It is most often seen in the lower labial gingiva of tobacco users. Most easily it is found in Caucasians, due to their lack of a genetically caused melanin pigmentation. However, it is also frequently reported from countries with genetically melanin-pigmented inhabitants and besides cigarette- and pipe smokers also in chutta, bidi users and reverse smokers (see "Incidence").
The brown to black colour is melanin. In skin, melanin prevents harmful UV-light to reach deeper, sensible parts of the tissue. If UV-light penetrates deep, some of the toxic substances due to the UV-light damage to the cells, are bound to melanin in the epithelial cells and travel with the ageing cells to the skin surface, where they are expelled from the tissue surface. In this way the melanocytes and kerationocytes together protect the tissue with melanin serving as a toxic defence- and cleaning agent.
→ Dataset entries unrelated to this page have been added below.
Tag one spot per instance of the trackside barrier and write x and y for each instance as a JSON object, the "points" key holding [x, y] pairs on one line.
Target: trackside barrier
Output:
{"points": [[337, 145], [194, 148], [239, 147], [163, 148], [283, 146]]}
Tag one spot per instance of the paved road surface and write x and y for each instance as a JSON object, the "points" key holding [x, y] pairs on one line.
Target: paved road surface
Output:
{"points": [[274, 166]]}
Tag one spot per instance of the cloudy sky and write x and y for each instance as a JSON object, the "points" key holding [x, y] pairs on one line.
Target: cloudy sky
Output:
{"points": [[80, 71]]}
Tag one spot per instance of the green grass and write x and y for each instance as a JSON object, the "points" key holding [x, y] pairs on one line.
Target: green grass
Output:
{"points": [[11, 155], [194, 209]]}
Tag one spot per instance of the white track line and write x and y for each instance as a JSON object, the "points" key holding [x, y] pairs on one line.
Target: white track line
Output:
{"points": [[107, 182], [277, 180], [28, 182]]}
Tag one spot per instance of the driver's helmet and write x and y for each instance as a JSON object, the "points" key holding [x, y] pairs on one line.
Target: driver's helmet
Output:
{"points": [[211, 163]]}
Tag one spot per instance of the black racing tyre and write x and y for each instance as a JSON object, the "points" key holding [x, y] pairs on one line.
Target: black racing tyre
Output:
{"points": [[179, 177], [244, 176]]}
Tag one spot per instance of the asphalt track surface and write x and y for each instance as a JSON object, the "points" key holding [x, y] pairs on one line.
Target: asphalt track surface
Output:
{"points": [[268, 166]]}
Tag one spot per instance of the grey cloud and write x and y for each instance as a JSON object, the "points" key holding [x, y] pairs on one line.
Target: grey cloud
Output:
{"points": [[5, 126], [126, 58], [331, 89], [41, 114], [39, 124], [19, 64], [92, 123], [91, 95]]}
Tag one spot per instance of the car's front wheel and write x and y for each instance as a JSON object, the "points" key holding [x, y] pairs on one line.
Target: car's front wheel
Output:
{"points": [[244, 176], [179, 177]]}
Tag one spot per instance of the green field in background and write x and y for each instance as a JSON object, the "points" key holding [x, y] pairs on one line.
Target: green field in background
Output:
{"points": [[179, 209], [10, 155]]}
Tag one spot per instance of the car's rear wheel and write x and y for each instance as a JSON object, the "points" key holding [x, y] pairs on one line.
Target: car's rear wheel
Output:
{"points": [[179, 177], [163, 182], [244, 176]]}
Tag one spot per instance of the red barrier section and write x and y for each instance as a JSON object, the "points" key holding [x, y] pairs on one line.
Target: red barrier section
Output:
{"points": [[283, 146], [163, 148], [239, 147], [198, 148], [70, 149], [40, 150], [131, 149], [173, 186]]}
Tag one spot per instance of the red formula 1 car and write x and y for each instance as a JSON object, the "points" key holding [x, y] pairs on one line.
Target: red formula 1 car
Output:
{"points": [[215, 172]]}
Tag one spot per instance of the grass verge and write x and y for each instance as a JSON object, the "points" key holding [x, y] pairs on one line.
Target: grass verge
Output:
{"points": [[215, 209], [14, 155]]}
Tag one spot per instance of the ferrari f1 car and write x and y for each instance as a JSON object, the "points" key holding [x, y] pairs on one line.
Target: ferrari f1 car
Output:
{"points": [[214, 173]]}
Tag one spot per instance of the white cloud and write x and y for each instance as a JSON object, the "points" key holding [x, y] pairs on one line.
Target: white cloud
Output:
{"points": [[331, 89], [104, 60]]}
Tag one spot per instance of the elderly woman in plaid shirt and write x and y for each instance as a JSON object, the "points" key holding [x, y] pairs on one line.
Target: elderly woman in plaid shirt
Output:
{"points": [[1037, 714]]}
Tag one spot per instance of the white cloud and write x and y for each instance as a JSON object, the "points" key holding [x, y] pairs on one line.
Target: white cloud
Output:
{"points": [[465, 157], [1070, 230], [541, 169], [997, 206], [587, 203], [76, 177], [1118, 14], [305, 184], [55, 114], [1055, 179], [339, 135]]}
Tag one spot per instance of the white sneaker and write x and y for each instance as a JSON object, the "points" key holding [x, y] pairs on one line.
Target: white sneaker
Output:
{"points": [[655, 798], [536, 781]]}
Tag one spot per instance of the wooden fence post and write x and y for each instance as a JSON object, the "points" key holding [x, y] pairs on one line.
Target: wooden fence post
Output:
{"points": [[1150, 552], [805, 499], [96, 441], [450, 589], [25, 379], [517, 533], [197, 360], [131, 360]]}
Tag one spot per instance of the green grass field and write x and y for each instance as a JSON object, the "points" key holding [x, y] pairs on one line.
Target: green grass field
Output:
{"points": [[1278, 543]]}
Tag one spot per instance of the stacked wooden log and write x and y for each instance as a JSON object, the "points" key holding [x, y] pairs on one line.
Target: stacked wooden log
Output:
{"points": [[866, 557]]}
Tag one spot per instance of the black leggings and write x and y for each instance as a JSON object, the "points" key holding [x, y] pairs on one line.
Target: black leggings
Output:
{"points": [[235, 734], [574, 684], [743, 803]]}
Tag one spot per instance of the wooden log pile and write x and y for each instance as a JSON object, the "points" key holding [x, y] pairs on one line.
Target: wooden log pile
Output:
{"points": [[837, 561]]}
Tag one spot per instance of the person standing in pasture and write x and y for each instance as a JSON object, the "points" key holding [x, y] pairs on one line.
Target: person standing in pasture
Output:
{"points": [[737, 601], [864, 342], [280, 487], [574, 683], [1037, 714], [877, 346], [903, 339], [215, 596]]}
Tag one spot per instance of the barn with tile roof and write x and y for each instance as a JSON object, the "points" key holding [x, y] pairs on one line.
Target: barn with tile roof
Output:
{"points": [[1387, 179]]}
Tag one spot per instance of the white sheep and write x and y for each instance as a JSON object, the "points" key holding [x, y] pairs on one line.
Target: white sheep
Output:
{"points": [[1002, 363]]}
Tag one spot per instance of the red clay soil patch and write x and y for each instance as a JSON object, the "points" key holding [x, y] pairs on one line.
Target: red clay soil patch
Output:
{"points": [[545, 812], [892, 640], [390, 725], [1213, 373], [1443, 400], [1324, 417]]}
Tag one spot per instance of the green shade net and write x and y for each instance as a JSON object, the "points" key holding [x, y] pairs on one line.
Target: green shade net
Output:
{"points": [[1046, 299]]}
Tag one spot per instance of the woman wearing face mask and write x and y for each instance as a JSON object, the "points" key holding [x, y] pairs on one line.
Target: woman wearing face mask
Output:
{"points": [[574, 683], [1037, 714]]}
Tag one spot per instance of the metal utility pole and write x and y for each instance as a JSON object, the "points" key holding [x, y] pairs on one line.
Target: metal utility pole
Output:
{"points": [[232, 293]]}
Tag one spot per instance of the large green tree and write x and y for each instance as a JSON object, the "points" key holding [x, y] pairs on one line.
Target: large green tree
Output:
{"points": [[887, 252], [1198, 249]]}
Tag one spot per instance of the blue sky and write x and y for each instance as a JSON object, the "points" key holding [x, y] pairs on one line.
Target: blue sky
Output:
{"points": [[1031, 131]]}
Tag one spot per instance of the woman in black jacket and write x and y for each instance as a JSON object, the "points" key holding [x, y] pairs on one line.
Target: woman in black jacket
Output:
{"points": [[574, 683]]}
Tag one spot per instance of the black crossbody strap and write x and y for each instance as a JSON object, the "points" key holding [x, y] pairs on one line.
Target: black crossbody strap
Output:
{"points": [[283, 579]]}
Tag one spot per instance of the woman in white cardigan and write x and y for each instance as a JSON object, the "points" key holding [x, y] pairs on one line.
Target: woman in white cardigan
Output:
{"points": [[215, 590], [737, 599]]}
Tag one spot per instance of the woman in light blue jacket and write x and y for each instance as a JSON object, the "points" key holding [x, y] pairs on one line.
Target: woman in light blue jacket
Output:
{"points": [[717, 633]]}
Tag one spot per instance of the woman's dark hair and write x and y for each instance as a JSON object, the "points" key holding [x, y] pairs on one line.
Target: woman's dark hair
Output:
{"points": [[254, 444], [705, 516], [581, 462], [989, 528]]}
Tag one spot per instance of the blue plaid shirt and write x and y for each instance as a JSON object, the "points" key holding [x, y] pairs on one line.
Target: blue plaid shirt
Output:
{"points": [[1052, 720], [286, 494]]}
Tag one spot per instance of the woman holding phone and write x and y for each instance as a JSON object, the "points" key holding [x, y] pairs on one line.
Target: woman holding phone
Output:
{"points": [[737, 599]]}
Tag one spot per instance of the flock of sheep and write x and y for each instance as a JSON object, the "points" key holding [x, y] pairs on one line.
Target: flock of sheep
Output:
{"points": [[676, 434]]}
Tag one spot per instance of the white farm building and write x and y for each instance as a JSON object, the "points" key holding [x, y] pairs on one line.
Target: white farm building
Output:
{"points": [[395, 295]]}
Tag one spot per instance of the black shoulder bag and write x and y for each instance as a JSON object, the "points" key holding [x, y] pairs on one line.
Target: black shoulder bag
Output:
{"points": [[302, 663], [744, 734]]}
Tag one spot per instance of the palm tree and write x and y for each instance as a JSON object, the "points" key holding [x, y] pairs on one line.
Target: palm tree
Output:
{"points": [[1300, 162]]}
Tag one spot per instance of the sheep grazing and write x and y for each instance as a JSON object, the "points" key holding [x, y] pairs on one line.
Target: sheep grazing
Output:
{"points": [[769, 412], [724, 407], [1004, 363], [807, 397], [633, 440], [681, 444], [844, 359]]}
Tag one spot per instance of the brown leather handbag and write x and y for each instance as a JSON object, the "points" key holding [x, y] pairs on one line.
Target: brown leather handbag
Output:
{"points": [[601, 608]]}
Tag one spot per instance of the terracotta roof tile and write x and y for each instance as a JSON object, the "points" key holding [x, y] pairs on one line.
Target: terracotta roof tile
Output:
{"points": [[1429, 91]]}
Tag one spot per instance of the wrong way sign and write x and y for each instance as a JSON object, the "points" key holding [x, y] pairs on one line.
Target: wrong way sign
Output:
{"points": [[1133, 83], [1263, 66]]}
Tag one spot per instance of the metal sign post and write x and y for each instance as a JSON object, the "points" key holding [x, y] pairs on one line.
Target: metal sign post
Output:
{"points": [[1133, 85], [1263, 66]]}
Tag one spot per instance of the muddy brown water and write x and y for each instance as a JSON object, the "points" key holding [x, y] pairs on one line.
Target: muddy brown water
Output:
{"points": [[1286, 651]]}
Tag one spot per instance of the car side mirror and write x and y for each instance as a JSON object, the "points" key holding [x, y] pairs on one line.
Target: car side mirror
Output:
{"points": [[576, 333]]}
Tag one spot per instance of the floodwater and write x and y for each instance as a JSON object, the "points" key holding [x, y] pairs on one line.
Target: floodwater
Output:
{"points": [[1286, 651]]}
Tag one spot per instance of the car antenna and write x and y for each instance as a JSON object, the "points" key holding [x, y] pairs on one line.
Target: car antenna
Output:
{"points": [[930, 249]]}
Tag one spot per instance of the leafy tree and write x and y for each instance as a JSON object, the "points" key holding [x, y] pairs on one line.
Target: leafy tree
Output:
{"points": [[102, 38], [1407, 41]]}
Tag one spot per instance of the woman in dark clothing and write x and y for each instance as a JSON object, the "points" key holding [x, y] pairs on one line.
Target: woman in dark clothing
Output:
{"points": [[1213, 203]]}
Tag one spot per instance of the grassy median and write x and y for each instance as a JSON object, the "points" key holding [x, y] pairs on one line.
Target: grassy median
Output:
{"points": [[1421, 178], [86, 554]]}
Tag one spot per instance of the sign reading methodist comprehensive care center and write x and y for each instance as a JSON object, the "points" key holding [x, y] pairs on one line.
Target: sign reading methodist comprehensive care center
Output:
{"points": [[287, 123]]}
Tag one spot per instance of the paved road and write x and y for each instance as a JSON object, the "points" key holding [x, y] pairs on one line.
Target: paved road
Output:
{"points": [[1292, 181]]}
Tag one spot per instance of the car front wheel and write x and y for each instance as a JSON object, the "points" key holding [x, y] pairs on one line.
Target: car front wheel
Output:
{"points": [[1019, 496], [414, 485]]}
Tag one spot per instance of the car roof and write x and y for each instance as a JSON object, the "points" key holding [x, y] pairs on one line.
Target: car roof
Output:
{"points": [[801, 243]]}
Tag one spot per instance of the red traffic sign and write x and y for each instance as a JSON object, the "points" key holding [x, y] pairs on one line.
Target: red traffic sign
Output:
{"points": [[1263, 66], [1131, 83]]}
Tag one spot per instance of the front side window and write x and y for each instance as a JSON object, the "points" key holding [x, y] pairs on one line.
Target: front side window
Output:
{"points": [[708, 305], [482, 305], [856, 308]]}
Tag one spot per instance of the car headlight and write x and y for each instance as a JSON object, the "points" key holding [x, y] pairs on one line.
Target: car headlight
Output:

In the oral mucosa, where the ageing epithelial cells move faster to the surface compared to skin, a similar defence-mechanism seems to be present, but here acting to clean the mucosa from different toxic chemicals entering the mouth. Besides chemicals in tobacco also antimalaria-drugs cause an oral pigmentation. Smoker's melanosis is like the genetic melanin pigmentations a defence-system in action.
The microscope shows smoker's melanosis to be characterized by a melanin hyperpigmentation of the lower part of the oral epithelium, similar to sun-tanned skin.
The hyperpigmentation consists of melanin granules which have the shape and colour of "coffea beans". They are produced by the dendritic, octopus-like melanocytes, seen between the epithelial cells situated closest to the epithelium/connective tissue border.
In tobacco-users the melanocytes are stimulated to produce melanin granules and to distribute them out to the surrounding epithelial cells for further transport to the mucosal surface, like the mechanism in melanin-pigmented skin.
Small amounts of melanin-like granules together with other electrone-dense particles can also be seen within large melanosome complexes in the underlying connective tissue. If the granules derive from the epithelium, a phenomenon known as melanin incontinence, is not known. In Caucasians these granules are not expected to influence on the clinically observed degree of smoker's melanosis.
Smoking or the use of nicotine-containing drugs is the cause to Smoker's melanosis,. Also tar-components (benzopyrenes) are known to stimulate melanocytes to melanin production, and other unknown toxic agents in tobacco may also be the cause. These chemical agents have a polycyclic, chain-like structure. Environmental tobacco smoke from parents is causing smoker's melanosis in their children  Swedish snuff causes a small elevation of oral melanin pigmented individuals from 3.0% to 4.7%. Nicotine tablets have shown to stimulate to melanin pigmentation of the oral mucosa.
Treatment and Prognosis
The lesion usually disappears in between 3 months to 3 years in those who stop smoking. Smoker's melanosis is a benign, normal physiological reaction, and does not develop into cancer. If it does not disappear, however, a biopsy can verify the diagnosis. If Smoker's melanosis is destroyed by excessive smoking, as in the hard palate of reverse smokers, who smoke with the glowing part of the cigarette inside the mouth for different reasons, a pale depigmented surface is first seen, indicating the loss of the protecting melanin. Then a red inflammation sometimes occurs and cancer development may follow. In reverse smokers it is important to inspect regularly the areas with smoker's melanosis to detect any melanin destruction, in order to stop smoking in time and thus prevent a cancer to develop.
A study in Sweden showed that 21.5% of smokers and 3% of nonsmokers (genetic pigmentation or unknown cause) had lesions that could be classified as an oral melanin pigmentation. Already with a consumption of 1-3 cigarettes a day 9.3% of all 20.333 examined showed a smoker's melanosis. Pipe smokers had smoker's melanosis in 16.8%. One year after the start of cigarette smoking a clinically visible smoker's melanosis could be seen in 12.3% of women, and 17% among men.
In cigarette smokers who quit smoking, the number of individuals with smoker's melanosis becomes slowly less frequent after 2–3 months, but can still be seen in a few former smokers three years after smoking stop.
Although clinically visible genetic melanin pigmentations in the mouth are present in several ethnic groups all over the world, more mucosal areas will be melanin-pigmentet if tobacco products are used. Smoker's melanosis is found in India, Italy, Japan, Nigeria, Sweden, Turkey, USA, and several other countries.
Smoker's melanosis is expected to be found also in other tissue surfaces exposed to tobacco and tobacco smoke, for instance lips and in skin of the fingers holding the cigarette. Future studies will also show if the use of tobacco exaggerates the pigmentation of skin exposed to sunlight.